Something interesting happened at work today.
As you know, I’ve been feeling overwhelmed with my life lately. I guess I’ve been doing a bad job of hiding it. Today was really hard for me and my coworkers got worried. They know about most of my struggles right now and respectfully asked me to “not show my face around school for the rest of the week.”
I’ve been very reluctant to take any time off for various reasons. We’re already shorthanded and there are some very involved kids in our class this year. Still, it took the threat of physical violence for me to give in. I could be mad at them, but I’m touched by their concern.

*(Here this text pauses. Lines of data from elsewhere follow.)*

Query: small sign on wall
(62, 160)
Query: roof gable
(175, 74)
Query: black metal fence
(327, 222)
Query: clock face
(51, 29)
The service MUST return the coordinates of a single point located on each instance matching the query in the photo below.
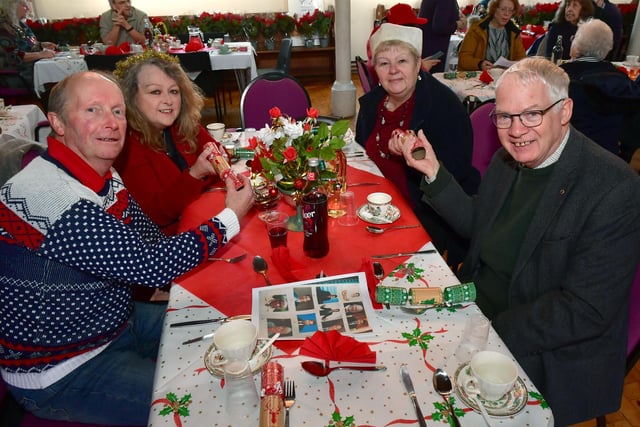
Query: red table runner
(228, 286)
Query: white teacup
(492, 375)
(378, 204)
(234, 340)
(632, 60)
(216, 130)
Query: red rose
(312, 113)
(290, 154)
(274, 113)
(298, 184)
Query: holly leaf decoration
(417, 337)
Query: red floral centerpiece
(283, 149)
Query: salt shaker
(241, 396)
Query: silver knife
(428, 251)
(196, 322)
(406, 379)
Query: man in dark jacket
(555, 242)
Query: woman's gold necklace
(383, 121)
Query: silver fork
(289, 398)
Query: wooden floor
(320, 93)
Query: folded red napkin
(334, 346)
(285, 263)
(485, 77)
(372, 282)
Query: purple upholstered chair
(633, 337)
(272, 90)
(485, 137)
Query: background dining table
(21, 121)
(186, 393)
(243, 63)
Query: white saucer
(510, 404)
(218, 371)
(392, 215)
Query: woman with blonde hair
(494, 36)
(164, 162)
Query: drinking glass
(474, 337)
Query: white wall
(362, 11)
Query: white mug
(216, 130)
(234, 340)
(378, 204)
(492, 375)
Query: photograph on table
(276, 303)
(297, 310)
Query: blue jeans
(115, 387)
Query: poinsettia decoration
(283, 149)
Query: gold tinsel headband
(123, 67)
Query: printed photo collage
(298, 310)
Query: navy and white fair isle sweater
(71, 242)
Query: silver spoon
(379, 230)
(321, 370)
(260, 266)
(419, 310)
(442, 384)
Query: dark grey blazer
(568, 300)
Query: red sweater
(156, 182)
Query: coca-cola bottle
(315, 217)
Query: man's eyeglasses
(530, 118)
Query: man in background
(122, 23)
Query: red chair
(485, 137)
(272, 90)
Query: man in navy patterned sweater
(73, 345)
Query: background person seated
(565, 24)
(494, 36)
(602, 95)
(19, 46)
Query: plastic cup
(277, 229)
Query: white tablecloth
(182, 381)
(243, 63)
(21, 120)
(466, 87)
(53, 70)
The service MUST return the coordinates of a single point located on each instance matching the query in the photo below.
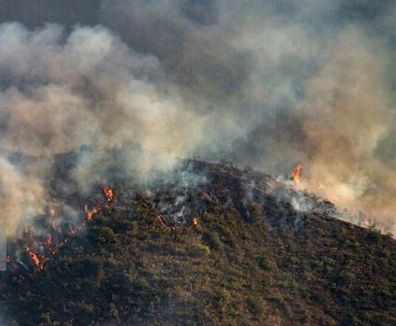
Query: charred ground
(212, 245)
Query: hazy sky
(264, 83)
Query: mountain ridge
(203, 248)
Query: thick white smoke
(263, 83)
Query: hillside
(212, 246)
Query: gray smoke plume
(143, 83)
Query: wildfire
(296, 174)
(40, 247)
(35, 259)
(89, 213)
(108, 193)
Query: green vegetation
(234, 268)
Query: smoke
(131, 86)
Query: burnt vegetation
(213, 246)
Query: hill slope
(214, 245)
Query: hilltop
(213, 245)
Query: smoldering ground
(265, 84)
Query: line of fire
(34, 249)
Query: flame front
(296, 174)
(108, 193)
(35, 259)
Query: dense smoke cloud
(148, 82)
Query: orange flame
(108, 193)
(89, 213)
(194, 221)
(35, 259)
(296, 174)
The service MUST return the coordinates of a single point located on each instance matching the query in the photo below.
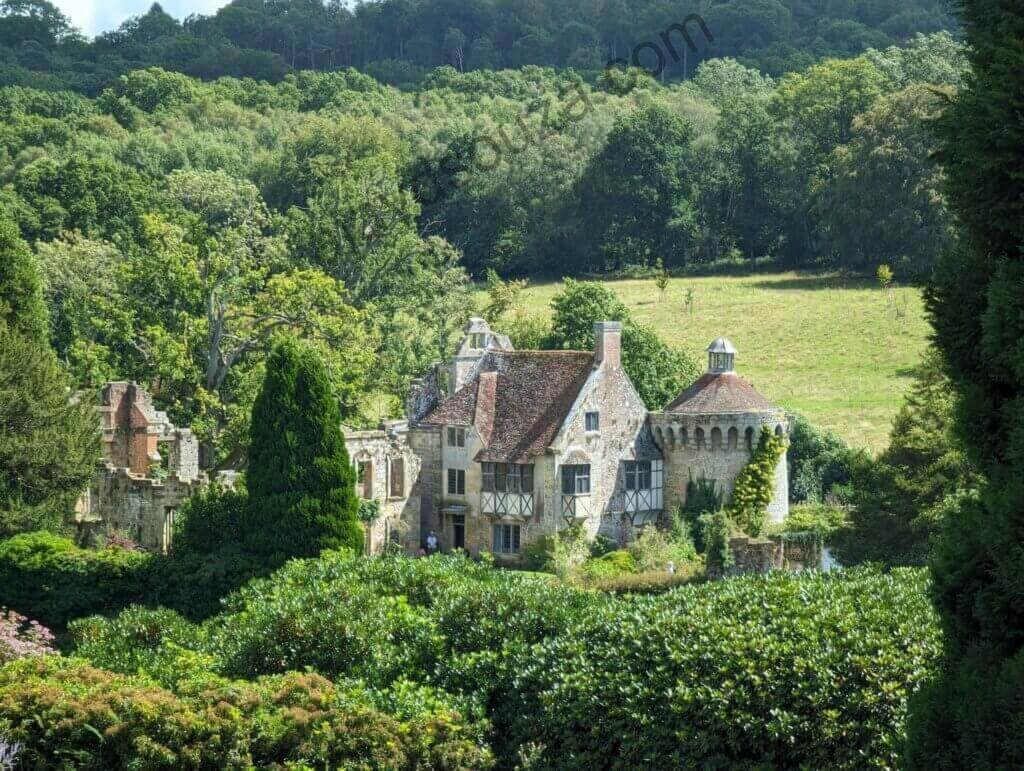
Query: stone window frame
(506, 538)
(581, 475)
(365, 477)
(456, 481)
(496, 477)
(393, 463)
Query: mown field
(833, 348)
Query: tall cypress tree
(301, 485)
(974, 716)
(49, 445)
(22, 305)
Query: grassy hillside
(832, 348)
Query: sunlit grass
(829, 347)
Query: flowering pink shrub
(22, 637)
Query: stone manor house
(499, 447)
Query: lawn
(829, 347)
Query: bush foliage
(755, 483)
(66, 713)
(824, 662)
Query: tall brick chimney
(608, 344)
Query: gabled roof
(719, 392)
(517, 402)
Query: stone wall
(716, 447)
(150, 469)
(390, 472)
(749, 556)
(623, 435)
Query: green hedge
(48, 577)
(69, 715)
(782, 671)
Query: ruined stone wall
(755, 556)
(390, 460)
(133, 491)
(142, 508)
(623, 435)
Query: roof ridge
(532, 351)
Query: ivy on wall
(756, 484)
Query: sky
(94, 16)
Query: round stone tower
(709, 431)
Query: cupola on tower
(710, 430)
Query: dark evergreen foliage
(974, 715)
(301, 484)
(399, 40)
(48, 445)
(22, 306)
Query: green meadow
(839, 350)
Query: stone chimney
(608, 344)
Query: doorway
(459, 531)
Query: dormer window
(457, 437)
(721, 354)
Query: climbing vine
(756, 484)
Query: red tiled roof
(523, 400)
(719, 392)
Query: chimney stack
(608, 344)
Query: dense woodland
(180, 224)
(400, 40)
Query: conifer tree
(49, 444)
(301, 485)
(974, 714)
(22, 305)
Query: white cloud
(94, 16)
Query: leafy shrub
(272, 626)
(821, 464)
(211, 519)
(821, 519)
(567, 676)
(62, 709)
(779, 672)
(655, 582)
(22, 637)
(716, 530)
(602, 545)
(607, 565)
(653, 550)
(50, 579)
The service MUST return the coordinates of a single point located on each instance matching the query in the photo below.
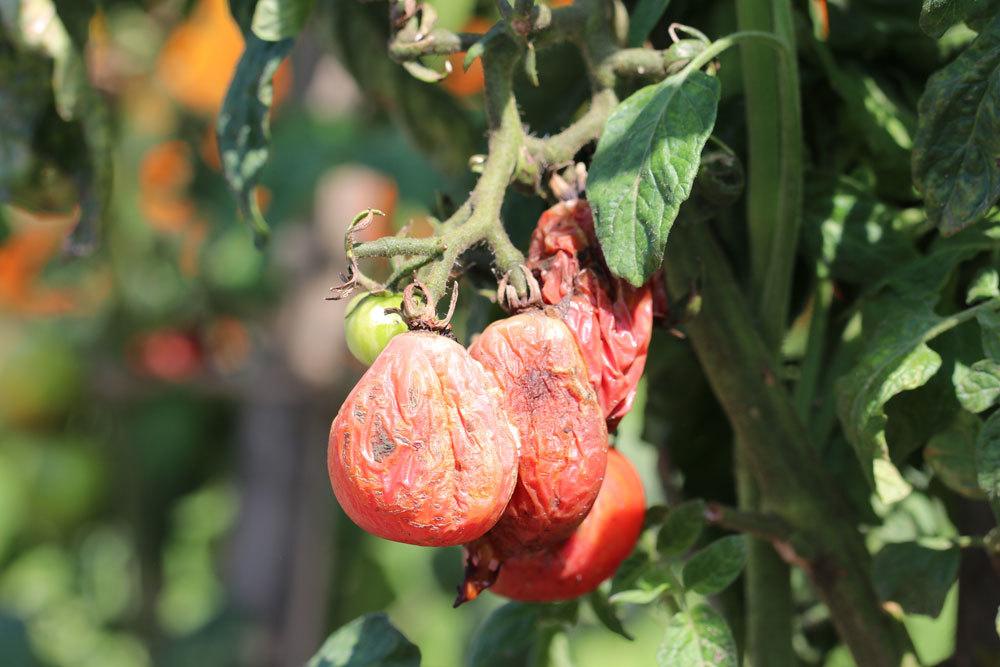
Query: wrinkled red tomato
(421, 451)
(611, 319)
(564, 441)
(594, 551)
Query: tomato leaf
(521, 634)
(988, 460)
(978, 386)
(681, 529)
(606, 612)
(275, 20)
(369, 640)
(989, 326)
(644, 168)
(985, 285)
(712, 569)
(243, 126)
(915, 576)
(936, 16)
(958, 138)
(698, 637)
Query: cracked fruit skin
(368, 328)
(611, 319)
(564, 441)
(594, 551)
(421, 451)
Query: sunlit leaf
(986, 285)
(370, 640)
(958, 138)
(681, 529)
(977, 386)
(936, 16)
(244, 128)
(275, 20)
(895, 359)
(606, 613)
(914, 576)
(644, 168)
(951, 454)
(712, 569)
(698, 637)
(988, 460)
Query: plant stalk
(773, 209)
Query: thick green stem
(743, 374)
(773, 201)
(506, 141)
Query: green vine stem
(741, 369)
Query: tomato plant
(694, 336)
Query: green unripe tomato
(368, 327)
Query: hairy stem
(741, 369)
(506, 140)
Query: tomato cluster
(503, 447)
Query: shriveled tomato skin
(564, 442)
(592, 553)
(612, 320)
(421, 451)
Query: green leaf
(989, 326)
(936, 16)
(988, 460)
(681, 529)
(951, 454)
(915, 576)
(644, 168)
(712, 569)
(243, 126)
(606, 612)
(978, 386)
(986, 285)
(895, 359)
(644, 585)
(958, 138)
(519, 634)
(368, 641)
(699, 637)
(275, 20)
(645, 16)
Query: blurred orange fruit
(463, 83)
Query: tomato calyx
(510, 300)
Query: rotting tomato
(578, 565)
(368, 328)
(611, 319)
(421, 451)
(549, 399)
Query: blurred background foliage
(165, 398)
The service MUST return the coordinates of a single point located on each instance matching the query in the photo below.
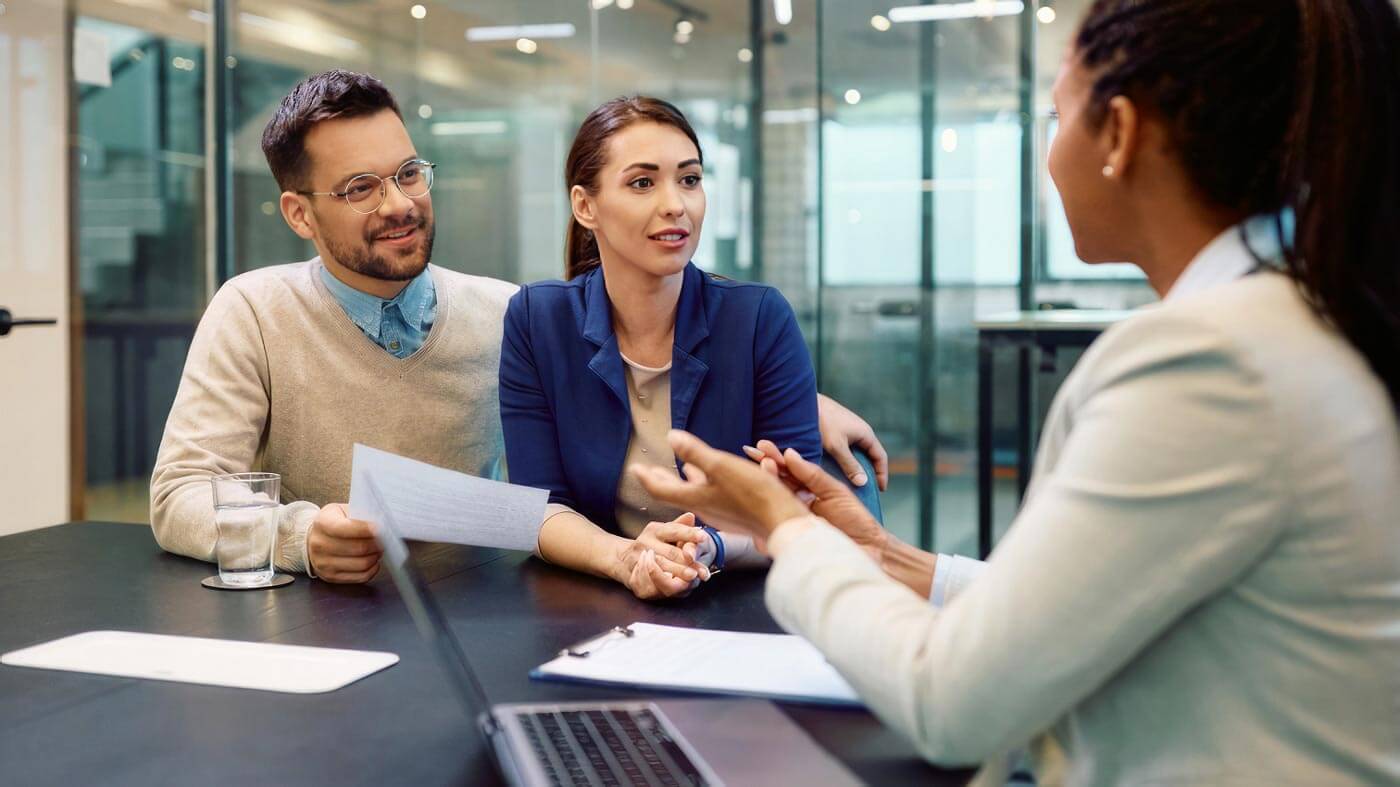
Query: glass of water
(245, 511)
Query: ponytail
(1343, 175)
(1280, 107)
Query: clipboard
(703, 661)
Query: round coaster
(277, 580)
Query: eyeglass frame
(384, 189)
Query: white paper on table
(431, 503)
(709, 661)
(266, 667)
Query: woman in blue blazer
(595, 370)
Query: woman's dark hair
(588, 156)
(319, 97)
(1280, 107)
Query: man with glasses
(294, 364)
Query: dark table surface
(402, 726)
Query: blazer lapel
(606, 361)
(692, 328)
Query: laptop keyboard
(601, 748)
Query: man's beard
(366, 262)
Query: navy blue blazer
(739, 373)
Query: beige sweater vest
(279, 380)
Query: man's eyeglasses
(367, 192)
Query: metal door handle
(7, 322)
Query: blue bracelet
(718, 548)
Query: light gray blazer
(1203, 586)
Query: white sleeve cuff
(952, 574)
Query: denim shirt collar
(367, 311)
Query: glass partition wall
(885, 174)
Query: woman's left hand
(725, 490)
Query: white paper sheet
(91, 63)
(431, 503)
(214, 663)
(709, 661)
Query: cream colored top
(280, 380)
(648, 395)
(1203, 584)
(648, 391)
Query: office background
(888, 175)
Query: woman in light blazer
(1203, 584)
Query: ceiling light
(956, 11)
(783, 11)
(468, 128)
(507, 32)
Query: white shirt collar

They’re the best.
Therefore, I’m taking the rest of the week off.
The second half of my semester started today and judging from the look of these syllabi, these people think I have nothing better to do than kill myself for this degree.
I have a job.
I have a family.
I should sleep every now and then.
Not fair at all.
I feel stupid.
Like my life is splintering apart.
Things to say, but I can’t.
Makes nothing better.
It doesn’t matter.
It still hurts
Took a trip to the botanical gardens again today.
It was great, but I got overheated and now I have a huge headache.
Didn’t hydrate properly.
Staying with my parents has been necessary for the past couple months. It isn’t the most desirable option, but it is the cheapest.
After spending two months under the same roof as my father again. I remember why I stopped visiting so much. He’s the type of guy that thinks that being loudest makes him the most correct. About everything.
It doesn’t matter the topic. He has to be right and will not accept being wrong. Heaven forbid you try to offer correct information or where to find it. He just gets louder and the way my now adult nerves are set up, I have to leave the room before I start cursing back at him.
But that is a challenge at times too. He won’t let you leave until he says what he has to say. You just have to stand there and take it. It’s infuriating.
I like the idea of my father, but he is far from my favorite person.
This is a little different from my usual posts but I had to tell you guys how great jKo is!
I found this company on Twitter while I was looking for Black owned businesses to support. This small cosmetics company doesn’t have a wide range of products, but what they do have is wonderful.
My first order consisted of their Body Butter in “Strawberry & Cream”. I coupled that with a shimmering, chocolate scented body oil called “Cocoa Kisses”. Both products smelled amazing and I though wearing both would be fine. The body butter seemed difficult to spread on my skin, but the coverage improved over time. My body heat probably warmed it up a bit. I coupled it with the body oil. Cocoa Kisses also helped soothe my super dry skin and left me shiny and sparkly for several hours. Overall, I liked both products and I decided to order something else.
The second time I ordered jKo’s Serene Skin facial cleanser and a lip gloss. My facial skin can be very sensitive at times and I was looking for gentler alternative that could still do the job. Upon my first use, I could tell that my skin would be happy with this product. It has a light minty aroma and left my skin feeling fresh and hydrated.
My gloss is a gold shimmer called “24 Karat”. I totally adore it! It doesn’t feel heavy on your lips and it adds a beautiful shine. I caught myself staring at my reflection in the sunlight more than once. There is little I like more than sparkles on dark skin!
Here’s the best part. jKo’s products are fairly priced. I haven’t spent more than $20 for any of my orders. If you follow them on Twitter, there are also discount codes and secret sales announced regularly. If you use the code “BEATCANCER”, you can save 15% off your purchase. That saved money goes towards the Breast Cancer Support and Research fund.
I am really happy with everything I’ve ordered from this little company and I’d encourage anyone to give them a shot. Here’s a link to the website!
Some days are harder than others.
I wish i wasn’t so tired all the time.
I’m tired again today. I’ve been busy all day and still not home yet. I better get enough time for sleeping tonight.
I will be upset otherwise.
Mondays are just draining for me. I’m exhausted.
Gonna sleep early tonight.
I want to buy all the things. Especially, Black owned things
All the makeup, even though it’s bad for my skin and I’m horrible at it.
All the clothes, even though they are expensive and I rarely leave the house.
All the trips, even though I’m not the biggest fan of people.
All the foods. even though I’m supposed to be trying to lose weight.
Buying things makes me feel good. Retail therapy is a real, but temporary solution to my emotional problems. It kinds of fills the voids that I have inside. Until it doesn’t anymore.
That happens too. Then things get really bad.
I hate being broke because I like buying things. When I can’t, my depression and anxiety enter a new level of irritating. Checking my bank account has reduced my to tears on many occasions.
Pardon my rambling. I’m trying to work through some things.